Todo mundo sente ciúme de mim. Sempre acontece isso comigo. Nunca consigo resolver essa questão. Ninguém é capaz de me entender. Adoramos generalizar para definir questões do cotidiano. Fazemos isso sem nos darmos conta de como tais apontamentos indicam questões profundas da alma.

Sempre que algum desses termos aparece numa frase, principalmente quando acompanhados de entonação enfática, é bem provável que estejamos tomados por alguma força psíquica de grande intensidade. É o que chamamos de complexos afetivos.

É como se todas as experiências que tivéssemos sobre um determinado tema fossem organizadas e assimiladas em uma espécie de compartimento interno – os ditos complexos. Eles vão processar as imagens e emoções referentes a essas experiências. E criam, a partir delas, prospecções sobre novos acontecimentos que envolvam o mesmo tema.

Assim, criamos scripts com base nas referências internas. O problema é que, a depender da força do complexo, ele limita a nossa visão: só permite que interpretemos a realidade a partir da lógica por ele desenvolvida. É o lado ruim dessa dinâmica natural de processamento de conteúdos na psique.

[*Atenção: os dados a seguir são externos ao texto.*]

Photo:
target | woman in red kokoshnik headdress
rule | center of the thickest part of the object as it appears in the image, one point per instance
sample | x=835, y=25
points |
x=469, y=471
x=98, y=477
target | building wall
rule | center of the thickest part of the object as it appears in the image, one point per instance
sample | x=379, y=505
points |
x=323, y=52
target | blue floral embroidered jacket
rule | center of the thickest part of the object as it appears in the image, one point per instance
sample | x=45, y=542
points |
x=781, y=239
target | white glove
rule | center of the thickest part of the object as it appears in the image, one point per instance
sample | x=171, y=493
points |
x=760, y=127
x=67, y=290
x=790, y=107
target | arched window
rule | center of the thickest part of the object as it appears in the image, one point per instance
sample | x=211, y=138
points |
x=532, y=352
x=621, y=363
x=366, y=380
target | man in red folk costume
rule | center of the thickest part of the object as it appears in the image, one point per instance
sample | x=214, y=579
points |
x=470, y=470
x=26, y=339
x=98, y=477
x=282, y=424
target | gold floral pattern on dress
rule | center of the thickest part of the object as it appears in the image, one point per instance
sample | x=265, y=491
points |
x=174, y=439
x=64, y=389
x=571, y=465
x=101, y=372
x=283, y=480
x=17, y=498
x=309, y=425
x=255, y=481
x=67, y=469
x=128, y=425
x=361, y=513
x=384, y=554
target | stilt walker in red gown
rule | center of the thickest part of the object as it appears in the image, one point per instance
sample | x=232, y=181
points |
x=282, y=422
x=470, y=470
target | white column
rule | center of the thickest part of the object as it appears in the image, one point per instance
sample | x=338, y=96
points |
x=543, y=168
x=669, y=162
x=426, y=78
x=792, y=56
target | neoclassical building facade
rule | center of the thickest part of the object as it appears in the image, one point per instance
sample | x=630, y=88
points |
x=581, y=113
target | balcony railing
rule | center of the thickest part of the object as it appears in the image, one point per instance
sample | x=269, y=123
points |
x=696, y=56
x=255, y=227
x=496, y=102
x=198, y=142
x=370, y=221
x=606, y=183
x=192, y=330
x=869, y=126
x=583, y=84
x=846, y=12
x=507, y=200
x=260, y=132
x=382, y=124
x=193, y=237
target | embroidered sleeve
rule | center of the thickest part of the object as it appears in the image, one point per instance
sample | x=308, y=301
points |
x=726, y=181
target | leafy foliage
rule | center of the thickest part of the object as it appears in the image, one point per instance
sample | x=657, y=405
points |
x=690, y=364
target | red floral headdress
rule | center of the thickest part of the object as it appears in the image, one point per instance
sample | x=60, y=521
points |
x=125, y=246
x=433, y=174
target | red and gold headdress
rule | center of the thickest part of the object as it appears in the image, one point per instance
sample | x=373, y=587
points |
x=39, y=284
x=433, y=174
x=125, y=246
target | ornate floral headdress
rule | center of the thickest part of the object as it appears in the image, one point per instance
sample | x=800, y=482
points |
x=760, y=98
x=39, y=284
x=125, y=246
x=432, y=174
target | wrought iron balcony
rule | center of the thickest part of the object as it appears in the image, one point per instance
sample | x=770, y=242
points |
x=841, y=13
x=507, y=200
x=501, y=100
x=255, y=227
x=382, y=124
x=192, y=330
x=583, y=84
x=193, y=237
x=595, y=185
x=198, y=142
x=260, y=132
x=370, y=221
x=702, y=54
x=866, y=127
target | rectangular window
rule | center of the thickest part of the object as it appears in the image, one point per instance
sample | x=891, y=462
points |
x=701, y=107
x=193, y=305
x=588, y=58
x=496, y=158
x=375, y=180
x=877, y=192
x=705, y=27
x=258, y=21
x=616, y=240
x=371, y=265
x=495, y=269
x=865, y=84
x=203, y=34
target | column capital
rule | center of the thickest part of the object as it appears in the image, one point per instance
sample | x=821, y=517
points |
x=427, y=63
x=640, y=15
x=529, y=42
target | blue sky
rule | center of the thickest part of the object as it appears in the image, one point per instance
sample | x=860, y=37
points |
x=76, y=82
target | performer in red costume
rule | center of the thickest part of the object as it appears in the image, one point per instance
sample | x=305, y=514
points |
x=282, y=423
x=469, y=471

Para avaliar a força do complexo no nosso psiquismo, basta avaliar a tonalidade do discurso empregado quando falamos de um determinado tema. Quanto maior for a intensidade das emoções manifestadas (seja de pesar, euforia, raiva etc.), mais robusto está esse complexo e maior a capacidade que ele tem de nos dominar.

Nessa lógica, nada mais eficaz que expressões generalistas para falar daquilo que é intenso em nós. Quando ouvimos que “homem nenhum presta” ou que “todo filho é ingrato“, por exemplo, estamos diante de pessoas muito contaminadas pela própria história – ou por histórias herdadas.

Sim, complexos são compartilhados como piolhos, de cabeça a cabeça. Especialmente quando não aprendemos a refletir. Vão das questões mais triviais à origem de ideologias e culturas.  O problema é que o discurso generalista é incoerente.

Nossos complexos são míopes, e costumam enxergar o mundo pela limitação da unilateralidade. Assim, “sempre”, “nunca”, “ninguém” e similares demonstram uma dificuldade em perceber um universo maior que o imposto pela viseira da nossa interpretação.
Além disso, as generalizações chamam a força do coletivo. É só começar alguma frase com algum desses termos num grupo de pessoas para ver o que acontece: grande chance de aparecer alguém que reitere a crença, o que ajuda a endossar e fortalecer o complexo.

Um perigo, pois atrai para si o “peso” coletivo das experiências negativas sobre o tema em questão. Vira um emaranhamento interminável, incessante. Um castigo eterno.

Escapamos disso quando, pela reflexão, percebemos que cada situação é única, apesar das semelhanças que trazem. Dessa forma, oferecemos ao complexo outras versões para a mesma história – diminuindo assim a sua dinâmica nociva. Alargamos nossa visão para outras possibilidades.